The City of Cape Town’s Transport Directorate has unveiled its annual Winter Preparedness Programme for 2021. This year, the focus is on clearing out the stormwater systems, especially in flood prone areas.

Proactive preparation for a flood event is key to managing the impact of severe storms. Given that our rainy season is around the corner, the City is ready with its Winter Preparedness Programme. This year, the programme is focusing on the maintenance of the city’s stormwater system, such as the cleaning of gullies, catchpits, pipes and ponds.

The Cape storms are synonymous with high winds that scatter leaves, litter and debris – this often ends up in our stormwater infrastructure and causes blockages of the stormwater system. Making matters worse, is the illegal dumping of objects into the system.

Residents who live in low lying areas are particularly susceptible to the impact of storms, and may have their roads flooded if the stormwater infrastructure is not cleared to allow for the free-flow of runoff during and after a rainfall event.

‘Winter is almost upon us. Cape Town has wet winters and we are doing all we can to prevent flooding of our streets and roads, however, we cannot do it on our own. Preparation for winter is a shared responsibility between the City of Cape Town and residents. Thus, we implore our residents to work with us by making sure that their gutters are cleaned, trees are pruned and that there are no obstructions in waterways around the home that could result in flooding or water damage,’ said the City’s Mayoral Committee Member for Transport, Alderman Felicity Purchase.

Also, potholes often occur during the rainy season as water has a direct impact on the road structure, in particular roads that are older or not in a good condition.
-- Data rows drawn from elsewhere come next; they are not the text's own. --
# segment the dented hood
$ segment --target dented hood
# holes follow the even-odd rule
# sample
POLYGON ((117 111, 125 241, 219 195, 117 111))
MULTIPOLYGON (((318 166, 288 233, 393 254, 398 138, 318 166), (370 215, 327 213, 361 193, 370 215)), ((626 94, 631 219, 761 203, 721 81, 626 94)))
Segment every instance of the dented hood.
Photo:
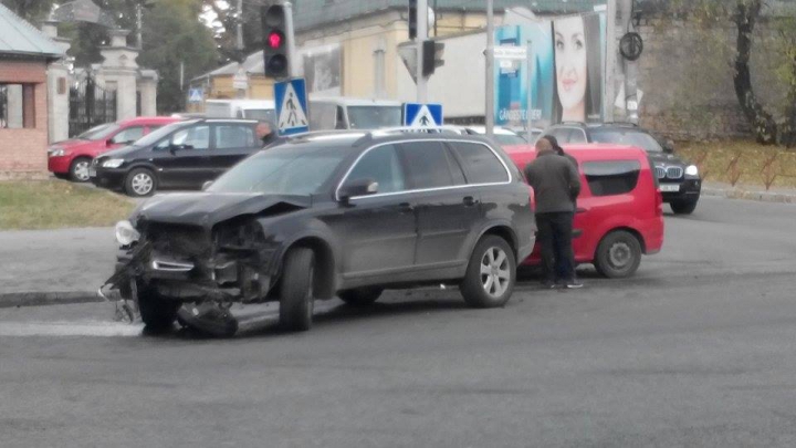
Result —
POLYGON ((270 208, 308 208, 311 196, 265 195, 261 192, 176 192, 158 195, 138 206, 130 221, 202 226, 207 229, 228 219, 268 212, 270 208), (282 207, 280 207, 282 206, 282 207))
‘As such, the City’s Transport Information Centre always receives more calls about potholes and blocked stormwater drains in various parts of the city during the winter months. We welcome these calls because in doing so, residents help us to be aware of urgent repairs,’ said Alderman Purchase.

The City encourages residents to please continue reporting these via the following channels:

  • Phone the Transport Information Centre on 080 065 6463. This is a 24/7 information centre;
  • Send an email to Transport.Info@capetown.gov.za; or
  • Call the City’s Call Centre on 0860 103 089 to report flooding, blocked drains and service disruptions.

Residents are reminded to include their name, contact number and the exact location, area and street name, as well as to reference a landmark if possible. These details help us deliver services efficiently, and promptly.

Insufficient or incorrect information can also lead to delays in responding to emergencies.

‘We will also provide ongoing education and awareness programmes around flood and fire awareness, which includes practical tips on how to raise floor levels, divert flood waters and reduce the health hazards associated with stagnant water,’ said Alderman Purchase.

In case of emergencies, residents can contact the Public Emergency Communication Centre by dialling 107 from a landline or 021 480 7700 from a cellphone.

When calling during an emergency, residents are reminded to provide as much information as possible. If it is a medical incident, include patient information such as any underlying or chronic conditions or a specific medical history.